As Union Home Minister, Chidambaram has carried his fealty to Kafka (who is the true inspirer of the Indira-Sonia model of Restrictive Governance) to the new ministry. These days, the Home Ministry is working overtime to restrict tourist arrivals by a ridiculous visa policy. It is labouring to prevent external investment, by mistaking bedbugs for spies in numerous investment proposals. It has crafted a regime that is making the Indian corporate sector dash for the door. Given that the UPA is determined to bring the country back to the Nehru Rate of Growth of 3% and below, this is a performance that should ensure the prime ministership for Chidambaram, when a grateful Sonia Gandhi at last decides to reward her paladin with a post that her non-constitutional but very real authority has devalued to a nullity.

This columnist has watched with admiration the efforts of Chief Justice S.H. Kapadia and judges of the calibre of Ganguly and Singhvi to bring accountability into the functioning of government. They have spoken out with a candour that is rare in this country, and have refused to accept excuses or take shelter under the defeatist view that change is impossible in India. The past year has seen more forward movement against corruption than has been the case since 1947, and all this despite the CBI working hard (as it usually does) to save the guilty by fudging cases or simply by not obvious leads. Clearly, the CJI has the government in a quandary. The entire edifice whereby politicians become super-rich (if coy about their wealth) is under scrutiny, if not threat. In such a situation, it must have come as a relief to the UPA to know that at least one Supreme Court judge still believes that the Government of India can be trusted to battle black money. Justice Altamas Kabir would like to move away from the 4 July judgement of Justices Reddy and Nijjar that took away from the government the monitoring of steps to unearth black money. Given the failure of the state in this direction so far, such a judgement (by the two) was welcome. However, it may yet get overturned, if enough judges have the same level of confidence in the honesty and efficacy of the state as Justice Kabir seems to possess.

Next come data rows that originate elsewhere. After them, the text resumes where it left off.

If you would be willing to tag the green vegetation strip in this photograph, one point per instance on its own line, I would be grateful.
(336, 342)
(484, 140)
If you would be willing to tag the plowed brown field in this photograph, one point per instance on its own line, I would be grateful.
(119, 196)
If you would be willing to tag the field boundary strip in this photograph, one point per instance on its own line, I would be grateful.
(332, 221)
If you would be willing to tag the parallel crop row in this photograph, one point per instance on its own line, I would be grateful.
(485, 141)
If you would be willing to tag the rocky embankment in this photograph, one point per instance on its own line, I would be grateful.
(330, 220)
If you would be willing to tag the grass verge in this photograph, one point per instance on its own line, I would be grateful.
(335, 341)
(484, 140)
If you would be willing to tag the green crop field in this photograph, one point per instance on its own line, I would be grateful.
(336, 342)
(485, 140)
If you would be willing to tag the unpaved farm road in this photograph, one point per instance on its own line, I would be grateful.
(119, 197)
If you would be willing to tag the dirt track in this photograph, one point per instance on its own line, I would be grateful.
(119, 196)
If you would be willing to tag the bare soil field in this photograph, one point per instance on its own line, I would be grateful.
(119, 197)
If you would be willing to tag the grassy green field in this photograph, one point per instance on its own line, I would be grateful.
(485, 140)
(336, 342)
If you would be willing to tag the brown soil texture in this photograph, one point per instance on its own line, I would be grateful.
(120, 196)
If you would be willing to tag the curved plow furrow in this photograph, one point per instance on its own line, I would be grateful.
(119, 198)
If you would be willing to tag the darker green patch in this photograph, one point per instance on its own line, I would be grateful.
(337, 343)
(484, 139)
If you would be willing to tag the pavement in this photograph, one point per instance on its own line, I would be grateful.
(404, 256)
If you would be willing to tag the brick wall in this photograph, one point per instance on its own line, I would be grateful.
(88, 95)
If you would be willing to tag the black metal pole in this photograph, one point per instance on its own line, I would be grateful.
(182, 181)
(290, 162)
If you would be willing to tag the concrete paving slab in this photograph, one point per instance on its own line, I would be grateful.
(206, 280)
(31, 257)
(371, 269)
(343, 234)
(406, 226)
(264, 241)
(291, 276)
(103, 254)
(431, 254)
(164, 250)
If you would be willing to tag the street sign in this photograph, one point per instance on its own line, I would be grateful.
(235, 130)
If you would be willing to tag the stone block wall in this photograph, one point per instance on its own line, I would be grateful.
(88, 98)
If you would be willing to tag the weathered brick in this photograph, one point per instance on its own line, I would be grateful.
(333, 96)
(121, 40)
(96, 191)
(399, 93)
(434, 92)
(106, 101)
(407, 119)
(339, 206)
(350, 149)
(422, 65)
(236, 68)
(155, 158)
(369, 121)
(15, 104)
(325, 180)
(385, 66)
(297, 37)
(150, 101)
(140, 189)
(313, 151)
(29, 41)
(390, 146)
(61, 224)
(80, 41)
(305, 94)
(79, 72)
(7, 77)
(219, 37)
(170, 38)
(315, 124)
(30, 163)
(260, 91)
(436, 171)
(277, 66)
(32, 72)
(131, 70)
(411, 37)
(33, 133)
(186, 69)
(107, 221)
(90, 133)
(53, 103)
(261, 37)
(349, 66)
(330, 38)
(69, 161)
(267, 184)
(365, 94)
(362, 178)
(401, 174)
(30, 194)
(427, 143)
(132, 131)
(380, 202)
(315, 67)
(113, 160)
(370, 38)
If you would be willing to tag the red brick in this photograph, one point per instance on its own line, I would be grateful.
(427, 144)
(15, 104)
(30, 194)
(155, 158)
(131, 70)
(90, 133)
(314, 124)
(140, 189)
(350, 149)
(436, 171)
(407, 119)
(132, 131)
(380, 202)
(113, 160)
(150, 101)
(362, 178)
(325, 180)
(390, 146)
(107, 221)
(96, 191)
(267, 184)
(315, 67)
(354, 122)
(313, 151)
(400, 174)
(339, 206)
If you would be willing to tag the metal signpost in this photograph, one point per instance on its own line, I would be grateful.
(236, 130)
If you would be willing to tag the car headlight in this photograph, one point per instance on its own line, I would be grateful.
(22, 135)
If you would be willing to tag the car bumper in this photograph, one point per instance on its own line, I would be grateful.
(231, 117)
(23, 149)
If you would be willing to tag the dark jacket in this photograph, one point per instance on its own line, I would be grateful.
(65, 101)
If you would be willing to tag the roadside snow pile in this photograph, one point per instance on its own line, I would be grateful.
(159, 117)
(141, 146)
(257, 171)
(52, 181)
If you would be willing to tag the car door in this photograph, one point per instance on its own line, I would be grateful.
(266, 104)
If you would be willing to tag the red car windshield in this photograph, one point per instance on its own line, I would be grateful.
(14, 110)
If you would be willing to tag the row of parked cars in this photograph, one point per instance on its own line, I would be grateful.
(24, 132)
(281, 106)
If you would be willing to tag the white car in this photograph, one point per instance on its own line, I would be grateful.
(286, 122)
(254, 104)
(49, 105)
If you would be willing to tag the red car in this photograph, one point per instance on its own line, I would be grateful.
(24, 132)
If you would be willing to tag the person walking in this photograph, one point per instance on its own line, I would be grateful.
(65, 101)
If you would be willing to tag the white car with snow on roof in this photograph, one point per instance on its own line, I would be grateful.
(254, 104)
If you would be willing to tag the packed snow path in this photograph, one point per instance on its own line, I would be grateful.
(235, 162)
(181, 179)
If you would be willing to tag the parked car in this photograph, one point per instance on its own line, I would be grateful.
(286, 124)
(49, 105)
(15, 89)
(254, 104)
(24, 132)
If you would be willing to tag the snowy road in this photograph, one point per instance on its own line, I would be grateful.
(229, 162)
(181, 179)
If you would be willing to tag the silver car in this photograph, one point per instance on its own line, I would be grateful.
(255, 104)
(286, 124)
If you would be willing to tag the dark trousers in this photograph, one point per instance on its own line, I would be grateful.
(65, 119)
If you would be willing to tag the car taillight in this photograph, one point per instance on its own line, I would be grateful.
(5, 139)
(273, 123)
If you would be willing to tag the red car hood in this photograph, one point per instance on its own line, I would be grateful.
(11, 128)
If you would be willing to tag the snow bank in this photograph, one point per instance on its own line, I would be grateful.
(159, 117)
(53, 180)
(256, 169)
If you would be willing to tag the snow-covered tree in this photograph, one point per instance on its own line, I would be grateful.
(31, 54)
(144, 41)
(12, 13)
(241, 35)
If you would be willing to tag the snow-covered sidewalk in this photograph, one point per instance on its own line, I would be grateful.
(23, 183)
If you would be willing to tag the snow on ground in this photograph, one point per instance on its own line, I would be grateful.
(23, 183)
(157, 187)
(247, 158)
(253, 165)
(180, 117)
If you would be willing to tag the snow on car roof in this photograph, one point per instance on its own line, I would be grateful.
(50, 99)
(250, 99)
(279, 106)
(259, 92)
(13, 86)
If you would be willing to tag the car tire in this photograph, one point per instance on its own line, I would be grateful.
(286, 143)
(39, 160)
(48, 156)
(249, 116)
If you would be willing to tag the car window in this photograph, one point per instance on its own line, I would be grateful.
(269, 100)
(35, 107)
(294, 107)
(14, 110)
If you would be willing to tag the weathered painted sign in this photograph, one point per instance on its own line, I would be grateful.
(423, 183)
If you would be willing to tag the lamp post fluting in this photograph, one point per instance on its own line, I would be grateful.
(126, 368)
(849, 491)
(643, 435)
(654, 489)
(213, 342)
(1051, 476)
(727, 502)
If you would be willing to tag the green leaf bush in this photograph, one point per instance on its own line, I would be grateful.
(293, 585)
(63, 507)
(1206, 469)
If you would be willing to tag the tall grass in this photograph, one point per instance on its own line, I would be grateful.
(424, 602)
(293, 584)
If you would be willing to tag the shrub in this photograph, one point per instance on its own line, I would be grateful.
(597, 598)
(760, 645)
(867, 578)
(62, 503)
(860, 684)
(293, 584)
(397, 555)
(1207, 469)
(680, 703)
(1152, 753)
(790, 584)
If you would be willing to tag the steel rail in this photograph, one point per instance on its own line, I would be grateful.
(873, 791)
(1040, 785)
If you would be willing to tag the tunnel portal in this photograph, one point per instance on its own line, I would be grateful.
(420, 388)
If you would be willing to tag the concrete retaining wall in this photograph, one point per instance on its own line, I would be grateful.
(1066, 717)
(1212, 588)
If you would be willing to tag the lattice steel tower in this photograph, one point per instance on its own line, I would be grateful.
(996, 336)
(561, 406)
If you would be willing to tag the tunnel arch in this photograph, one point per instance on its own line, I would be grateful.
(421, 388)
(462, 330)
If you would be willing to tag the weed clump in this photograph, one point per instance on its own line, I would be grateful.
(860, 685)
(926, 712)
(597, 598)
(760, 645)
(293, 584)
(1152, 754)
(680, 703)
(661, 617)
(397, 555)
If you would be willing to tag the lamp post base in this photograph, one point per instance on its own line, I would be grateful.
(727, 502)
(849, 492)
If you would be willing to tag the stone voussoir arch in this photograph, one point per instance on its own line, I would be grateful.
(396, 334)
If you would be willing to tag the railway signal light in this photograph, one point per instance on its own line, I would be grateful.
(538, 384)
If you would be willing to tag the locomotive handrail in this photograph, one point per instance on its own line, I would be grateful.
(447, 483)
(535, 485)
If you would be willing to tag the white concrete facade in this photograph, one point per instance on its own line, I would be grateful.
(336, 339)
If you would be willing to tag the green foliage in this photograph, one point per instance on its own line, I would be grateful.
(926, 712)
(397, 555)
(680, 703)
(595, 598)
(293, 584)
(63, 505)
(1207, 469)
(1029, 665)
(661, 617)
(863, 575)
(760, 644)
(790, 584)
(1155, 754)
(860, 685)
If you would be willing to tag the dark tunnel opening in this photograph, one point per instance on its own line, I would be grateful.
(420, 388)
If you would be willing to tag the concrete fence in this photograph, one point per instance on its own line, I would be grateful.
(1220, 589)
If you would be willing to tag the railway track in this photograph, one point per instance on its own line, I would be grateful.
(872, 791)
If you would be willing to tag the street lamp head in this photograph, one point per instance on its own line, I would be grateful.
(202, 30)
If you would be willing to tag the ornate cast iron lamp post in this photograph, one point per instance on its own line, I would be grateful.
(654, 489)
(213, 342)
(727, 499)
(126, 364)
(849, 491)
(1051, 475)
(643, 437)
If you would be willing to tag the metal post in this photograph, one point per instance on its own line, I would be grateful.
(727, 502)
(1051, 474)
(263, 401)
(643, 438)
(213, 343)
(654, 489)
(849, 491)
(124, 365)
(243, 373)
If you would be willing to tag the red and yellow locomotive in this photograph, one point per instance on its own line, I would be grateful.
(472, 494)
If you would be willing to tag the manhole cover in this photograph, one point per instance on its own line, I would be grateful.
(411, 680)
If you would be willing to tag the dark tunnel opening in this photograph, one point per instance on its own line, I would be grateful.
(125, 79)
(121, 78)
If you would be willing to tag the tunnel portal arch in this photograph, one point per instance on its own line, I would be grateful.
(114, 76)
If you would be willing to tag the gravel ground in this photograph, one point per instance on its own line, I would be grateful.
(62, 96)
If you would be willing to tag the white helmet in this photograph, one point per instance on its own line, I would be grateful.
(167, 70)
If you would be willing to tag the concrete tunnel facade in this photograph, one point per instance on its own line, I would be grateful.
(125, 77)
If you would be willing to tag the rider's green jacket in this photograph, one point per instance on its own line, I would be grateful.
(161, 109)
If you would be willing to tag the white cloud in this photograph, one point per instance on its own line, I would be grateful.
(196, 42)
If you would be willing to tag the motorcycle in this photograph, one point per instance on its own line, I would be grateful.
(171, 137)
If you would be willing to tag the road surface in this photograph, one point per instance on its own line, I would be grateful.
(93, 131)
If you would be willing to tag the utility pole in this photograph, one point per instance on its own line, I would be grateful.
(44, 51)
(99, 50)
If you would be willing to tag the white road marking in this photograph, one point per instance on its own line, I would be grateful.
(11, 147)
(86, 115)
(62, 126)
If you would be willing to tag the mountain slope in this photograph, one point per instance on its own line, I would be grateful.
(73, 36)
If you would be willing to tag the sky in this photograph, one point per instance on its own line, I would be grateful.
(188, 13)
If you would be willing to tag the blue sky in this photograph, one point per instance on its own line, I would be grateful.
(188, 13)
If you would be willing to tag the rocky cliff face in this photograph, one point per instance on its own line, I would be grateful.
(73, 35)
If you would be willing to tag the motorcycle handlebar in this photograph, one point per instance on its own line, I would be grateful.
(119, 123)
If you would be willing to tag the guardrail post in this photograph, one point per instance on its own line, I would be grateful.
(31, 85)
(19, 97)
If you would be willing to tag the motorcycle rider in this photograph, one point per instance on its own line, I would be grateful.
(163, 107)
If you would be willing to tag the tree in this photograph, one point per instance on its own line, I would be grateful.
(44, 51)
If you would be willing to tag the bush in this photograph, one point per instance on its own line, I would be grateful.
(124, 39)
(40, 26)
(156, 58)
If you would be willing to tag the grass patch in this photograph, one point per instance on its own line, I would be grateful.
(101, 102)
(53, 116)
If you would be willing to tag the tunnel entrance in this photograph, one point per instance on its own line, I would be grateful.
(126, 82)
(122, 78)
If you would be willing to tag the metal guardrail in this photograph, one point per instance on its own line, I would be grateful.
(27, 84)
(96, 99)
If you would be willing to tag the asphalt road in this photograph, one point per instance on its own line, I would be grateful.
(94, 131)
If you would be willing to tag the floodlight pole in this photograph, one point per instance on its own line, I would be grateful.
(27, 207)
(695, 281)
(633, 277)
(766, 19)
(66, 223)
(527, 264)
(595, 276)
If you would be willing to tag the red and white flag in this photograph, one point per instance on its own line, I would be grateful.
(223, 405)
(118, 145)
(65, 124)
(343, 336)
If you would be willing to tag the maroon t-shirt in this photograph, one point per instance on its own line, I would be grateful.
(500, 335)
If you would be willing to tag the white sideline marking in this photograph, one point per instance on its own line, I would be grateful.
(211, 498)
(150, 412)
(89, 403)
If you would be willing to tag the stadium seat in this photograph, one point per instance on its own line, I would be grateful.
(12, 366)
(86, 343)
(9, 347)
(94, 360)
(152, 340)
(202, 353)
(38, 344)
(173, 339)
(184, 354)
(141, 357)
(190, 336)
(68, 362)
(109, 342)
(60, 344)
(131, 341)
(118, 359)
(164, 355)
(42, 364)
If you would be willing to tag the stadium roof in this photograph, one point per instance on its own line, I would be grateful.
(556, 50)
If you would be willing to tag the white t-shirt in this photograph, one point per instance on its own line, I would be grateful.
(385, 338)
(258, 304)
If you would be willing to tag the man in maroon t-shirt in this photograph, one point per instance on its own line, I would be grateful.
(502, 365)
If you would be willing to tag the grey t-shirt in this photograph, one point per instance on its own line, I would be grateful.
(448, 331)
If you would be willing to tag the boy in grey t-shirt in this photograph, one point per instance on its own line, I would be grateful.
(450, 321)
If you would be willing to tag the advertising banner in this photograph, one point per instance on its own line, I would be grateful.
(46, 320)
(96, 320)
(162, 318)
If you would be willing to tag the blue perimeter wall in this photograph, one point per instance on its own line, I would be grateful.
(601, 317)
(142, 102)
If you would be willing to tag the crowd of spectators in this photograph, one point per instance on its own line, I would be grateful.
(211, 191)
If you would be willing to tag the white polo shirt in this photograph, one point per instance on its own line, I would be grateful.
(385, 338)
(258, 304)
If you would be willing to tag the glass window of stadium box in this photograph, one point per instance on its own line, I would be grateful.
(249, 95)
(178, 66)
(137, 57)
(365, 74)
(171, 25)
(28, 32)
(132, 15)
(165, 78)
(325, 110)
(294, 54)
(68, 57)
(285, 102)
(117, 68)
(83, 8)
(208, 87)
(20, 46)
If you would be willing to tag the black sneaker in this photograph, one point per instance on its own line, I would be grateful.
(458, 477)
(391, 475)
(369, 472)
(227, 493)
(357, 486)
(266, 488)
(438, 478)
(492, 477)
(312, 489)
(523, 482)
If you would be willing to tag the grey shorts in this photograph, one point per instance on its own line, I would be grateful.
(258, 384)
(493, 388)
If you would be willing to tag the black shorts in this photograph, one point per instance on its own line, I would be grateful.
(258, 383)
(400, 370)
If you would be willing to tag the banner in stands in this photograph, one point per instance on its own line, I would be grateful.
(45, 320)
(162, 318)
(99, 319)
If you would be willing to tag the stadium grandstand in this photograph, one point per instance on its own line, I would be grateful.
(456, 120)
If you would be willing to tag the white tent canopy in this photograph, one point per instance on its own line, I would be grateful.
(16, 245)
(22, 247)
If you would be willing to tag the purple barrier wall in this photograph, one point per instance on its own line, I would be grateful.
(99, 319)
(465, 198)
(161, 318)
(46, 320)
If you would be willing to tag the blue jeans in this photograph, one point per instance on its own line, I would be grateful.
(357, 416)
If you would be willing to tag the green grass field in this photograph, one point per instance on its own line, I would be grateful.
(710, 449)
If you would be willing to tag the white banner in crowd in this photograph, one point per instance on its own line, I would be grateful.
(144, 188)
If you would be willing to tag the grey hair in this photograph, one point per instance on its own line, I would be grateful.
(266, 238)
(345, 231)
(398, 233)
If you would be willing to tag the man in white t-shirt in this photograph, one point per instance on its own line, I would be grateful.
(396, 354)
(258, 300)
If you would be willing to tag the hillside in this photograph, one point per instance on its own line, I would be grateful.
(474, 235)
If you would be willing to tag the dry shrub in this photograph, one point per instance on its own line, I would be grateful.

As one among a billion-plus citizens, as someone who does not now or ever has had a red light as a fashion accessory to his vehicle, the hope of this columnist is that Justice Kabir will look around him and see for himself the reality of life in India. And that, in time to come, instead of placing his faith in government, he will carry forward the revolution initiated by Chief Justice Kapadia. Asking politicians and officials to clean up an act that has made them super-rich may be a tad difficult to enforce, unless Justice Kabir himself someday supervises such a cleanup. Should he do so, the country — as distinct from the government — would be grateful to him.